Когда багаж был перегружен на корабль, члены латышского отряда принялись расхаживать по палубе, "распевая песни и играя на аккордеоне". С каждым часом солдаты становились всё более пьяными; они палили из винтовок в воздух, бросали в реку за борт гранаты или развлекались тем, что расстреливали из пулемёта дальние деревья на берегу. Наконец, когда солнце висело совсем низко над горизонтом, раздался мощный рёв пароходного гудка. С пронзительным рёвом судно медленно отчалило от причала Тобольска.
Родионов <, второй комиссар Уральского областного совета,> и его банда пьяных солдат переходили из каюты в каюту, выталкивая из них пассажиров, и вскоре все мужчины оказались собранными в нескольких каютах. Затем двери за ними с грохотом захлопнулись и послышались другие, ещё более угрожающие звуки: в замочных скважинах заскрежетали ключи, и все двери были заперты снаружи.

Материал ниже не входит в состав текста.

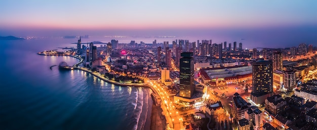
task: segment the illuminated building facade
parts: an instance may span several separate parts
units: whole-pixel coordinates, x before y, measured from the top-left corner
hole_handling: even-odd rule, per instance
[[[281,52],[273,53],[273,71],[283,70],[283,56]]]
[[[296,74],[293,70],[287,70],[284,72],[284,88],[289,92],[292,91],[296,86]]]
[[[194,60],[192,52],[181,54],[180,69],[180,96],[190,98],[194,93]]]
[[[257,50],[256,48],[253,48],[253,49],[252,50],[252,58],[254,59],[256,59],[257,56],[256,56],[256,54],[257,54]]]
[[[273,88],[280,89],[283,85],[284,73],[280,71],[273,72]]]
[[[172,50],[169,49],[169,47],[166,47],[165,51],[166,52],[165,55],[165,63],[168,70],[171,69],[172,67]]]
[[[161,46],[157,47],[157,62],[161,62],[161,51],[162,48]]]
[[[273,92],[272,61],[258,60],[252,64],[252,92],[251,100],[256,104],[263,104]]]
[[[78,42],[77,42],[77,50],[78,52],[79,52],[80,50],[81,50],[81,47],[82,47],[82,38],[80,37],[80,39],[78,40]]]
[[[165,84],[165,81],[170,79],[170,70],[163,69],[161,72],[161,80],[162,83]]]

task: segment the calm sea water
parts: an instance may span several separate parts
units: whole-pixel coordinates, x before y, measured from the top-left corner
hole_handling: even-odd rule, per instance
[[[108,84],[54,67],[68,56],[38,55],[77,39],[0,41],[1,129],[149,129],[150,89]]]

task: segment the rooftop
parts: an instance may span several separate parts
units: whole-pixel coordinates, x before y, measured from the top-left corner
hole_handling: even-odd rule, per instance
[[[316,105],[317,102],[315,101],[306,102],[304,105],[307,108],[312,108]]]
[[[247,66],[236,66],[233,67],[216,68],[201,69],[200,73],[206,80],[216,78],[225,78],[236,76],[243,76],[252,73],[252,67]],[[242,78],[242,77],[239,77]]]
[[[267,99],[269,102],[273,103],[275,105],[282,102],[286,101],[282,98],[282,96],[280,95],[274,95],[272,96],[267,97]]]
[[[249,108],[248,106],[248,102],[243,99],[243,98],[242,98],[242,97],[240,96],[234,95],[234,96],[232,97],[232,100],[233,100],[233,103],[236,108],[241,108],[241,109],[242,110]]]
[[[240,126],[244,126],[245,125],[249,124],[249,120],[248,120],[246,118],[243,118],[243,119],[239,120],[239,125],[240,125]]]
[[[218,101],[214,104],[207,105],[207,107],[210,110],[214,109],[214,110],[216,110],[219,108],[222,107],[222,104],[221,104],[221,102]]]

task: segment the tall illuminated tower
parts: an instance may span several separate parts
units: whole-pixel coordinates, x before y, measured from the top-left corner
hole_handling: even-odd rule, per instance
[[[162,51],[162,47],[161,46],[157,47],[157,62],[161,62],[161,51]]]
[[[283,70],[283,56],[281,52],[273,53],[273,71]]]
[[[252,58],[253,59],[256,59],[256,54],[257,54],[257,50],[256,48],[253,48],[253,49],[252,50]]]
[[[166,67],[167,69],[171,69],[172,67],[172,50],[169,49],[169,47],[166,47],[165,49],[166,52],[165,55],[165,63],[166,63]]]
[[[192,52],[183,52],[180,59],[179,96],[190,98],[194,93],[194,58]]]
[[[236,42],[233,42],[233,51],[236,51]]]
[[[272,61],[258,60],[252,63],[252,92],[251,100],[256,104],[263,104],[273,92]]]

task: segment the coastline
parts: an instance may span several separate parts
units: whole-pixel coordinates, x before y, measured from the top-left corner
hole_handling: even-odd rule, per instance
[[[151,110],[151,116],[147,117],[146,120],[150,119],[149,124],[145,124],[145,125],[149,125],[150,129],[156,129],[156,130],[164,130],[165,129],[165,126],[166,126],[166,117],[162,114],[163,109],[161,107],[160,103],[157,103],[156,97],[156,92],[155,89],[152,88],[151,86],[146,84],[142,84],[142,85],[138,85],[137,86],[131,86],[130,84],[123,84],[118,83],[117,82],[112,81],[111,80],[107,79],[104,77],[101,77],[95,73],[93,73],[90,71],[84,70],[82,68],[75,68],[76,69],[78,69],[83,71],[89,73],[94,76],[99,78],[100,79],[107,82],[108,83],[113,84],[115,85],[123,86],[133,86],[135,87],[146,87],[150,88],[153,93],[151,94],[150,98],[153,100],[152,103],[152,107]]]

Женщинам было приказано "оставлять на всю ночь открытыми двери в каюты. Поэтому никто не мог раздеться". Через открытые двери солдаты подглядывали за великими княжнами, отказываясь "оставить их в покое".
Беспорядки в ту ночь нарастали скаждым часом. Гиббс, <учитель царских детей,> будучи заперт в своей каюте, беспомощно слушал, как пьяные охранники донимали великих княжон: "Это было просто отвратительно, что они вытворяли". "Ужасные вопли" царевен <, по свидетельству сына Гиббса Джоржа,> преследовали его "до конца его дней".
Немым символом этой трагедии остаётся поблекшая фотография, сделанная на следующий день на борту парохода "Русь". Этот снимок - едва слышный шёпот страдания. Это последняя фотография Ольги и её брата, причем цесаревич почти полностью скрыт тенью. Ольга сидит на фоне тёмных панелей красного дерева, которыми обшиты стены комнаты, большого зеркала, хрустального плафона, свешивающегося с белого потолка. Хотя уже конец мая <1918 года> и день выдался тёплый, на царевне - длинная тёмная юбка, белая блузка, застёгнутая под самое горло, едва виднеющаяся под тёмным жакетом, и тёмная шляпа. В руках она сжимает сумочку, голова обращена к окну, на лице печальное выражение. Её взгляд - остановившийся, испуганный, тревожный - недвусмысленно выражает всю глубину её отчаяния и безнадёжности.